If I may borrow a line from Douglas Adams, don’t panic is perfect advice for when things go squirrely in the data center. In this article, I’m going to be talking about what happens when operations or maintenance procedures go wrong and how to handle them with minimum impact to your customers.
If one thing was made clear in 2009, no matter how big you are, a maintenance operation can blow up on you. Many of this years major catastrophes would have been totally avoidable with common sense engineering practices (for example the DNS debacle in Sweden resulting from running an untested script) but sometimes, no matter how much you test and plan and plan and test, things can go south anyways and from the thing you least expect it from. Unfortunately, most of the big news making failures have given us negative examples of how NOT to deal with it.
This week, I did a planned maintenance to replace the back end storage servers on our cloud service with upgraded equipment to allow for lots of future growth. Customers were notified of the time of work, nature of the work, and impact of the work. I started the maintenance by shutting down all the cloud virtuals, shutting down the cloud hosts, and then the storage servers. Changeout of the storage servers went almost perfectly smoothly, storage servers came up and were verified, cloud hosts were restarted and running, then the fun started. I couldn’t restart any virtuals because Xen Cloud Platform complained about the license being expired.
The first tip is, don’t panic. Having a serious data center service outage can be stressful, what with complaining customers and pressure from the boss. The more stress and pressure, the less effective you are at efficiently responding to the problem. Pressure does little except to distract the mind from the real problem at hand.

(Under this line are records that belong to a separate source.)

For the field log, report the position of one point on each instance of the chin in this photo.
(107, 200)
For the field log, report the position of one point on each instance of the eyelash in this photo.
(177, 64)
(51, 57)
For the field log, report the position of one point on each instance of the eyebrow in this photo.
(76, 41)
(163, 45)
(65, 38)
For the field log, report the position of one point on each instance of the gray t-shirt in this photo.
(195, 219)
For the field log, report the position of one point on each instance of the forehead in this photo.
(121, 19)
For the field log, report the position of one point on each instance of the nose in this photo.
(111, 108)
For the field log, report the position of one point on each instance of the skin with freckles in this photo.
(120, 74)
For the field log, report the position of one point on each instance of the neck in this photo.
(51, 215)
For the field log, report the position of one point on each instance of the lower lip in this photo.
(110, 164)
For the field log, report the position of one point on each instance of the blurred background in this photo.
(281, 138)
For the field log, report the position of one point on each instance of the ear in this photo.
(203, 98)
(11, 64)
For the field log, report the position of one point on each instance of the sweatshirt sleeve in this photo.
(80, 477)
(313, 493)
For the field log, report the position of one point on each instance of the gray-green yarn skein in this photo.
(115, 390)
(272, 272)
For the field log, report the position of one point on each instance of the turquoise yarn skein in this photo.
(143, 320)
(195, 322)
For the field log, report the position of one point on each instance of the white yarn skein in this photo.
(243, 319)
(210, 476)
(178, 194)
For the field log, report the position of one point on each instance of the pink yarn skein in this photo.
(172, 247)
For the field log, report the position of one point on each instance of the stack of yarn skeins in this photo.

The second is to leave yourself enough room to deal with the problem. I anticipated this being only a two hour maintenance but I had four more hours available in the maintenance window before significantly impacting customers.
Third, assess the true scope of the issue so you don’t waste time on things that aren’t really the problem. A quick check confirmed no other problems in the data center, the new storage servers were working perfectly, the cloud hosts were booted without any problem, pretty much nails it down to a software fault. Also, since the cloud hosts were not touched except to shut them down and bring them up, I could eliminate a configuration mistake.
Fourth, verify the source of the problem. This was a bit tricky, since XCP isn’t intended to require a license, the commands relating to that aren’t addressed in the manual. A bit of Google search and poking around the system provided the proper command, revealing that XCP indeed thought that its license had expired.
Fifth,take action to verify that the problem can be worked around. I took one cloud host out of service and verified that a reinstall of XCP would reset the license for another 30 days (note that installing XCP is quite painless).
Sixth, restore at least a minimal amount of service. Slow operation, under capacity, it’s all better than having customers out of service entirely. I identified the minimum number of hosts to provide customer services, applied the work around, and put each host back to work as soon as they were ready. First customer services were coming back two hours later than the anticipated end of the maintenance but still well within the window.
Seventh, communicate with customers. I provided all affected customers with a notice that we’d had an unplanned software failure during the maintenance, that all services were up and running albeit at reduced performance, and that we were addressing the software issue with the appropriate people. If you let customers guess what’s wrong, they’ll always assume the worst and react that way.
End result of this was that all customer services were operational at the end of the maintenance window, I knew exactly what and where the problem was, and I knew who the right person was to talk care of it. After a brief “HELP!” message detailing the problem and a little bit of sleep, I had a corrected binary (many thanks to Dave Scott of Citrix for his speedy response!), fixed the worked around hosts, fixed the rest of the hosts, and little to no pain to the customer at all.
It’s bad enough to be sandbagged by an unexpected problem in the data center, but how you respond to it makes the difference of whether you come out the hero or the goat.
Vern, SwiftWater Telecom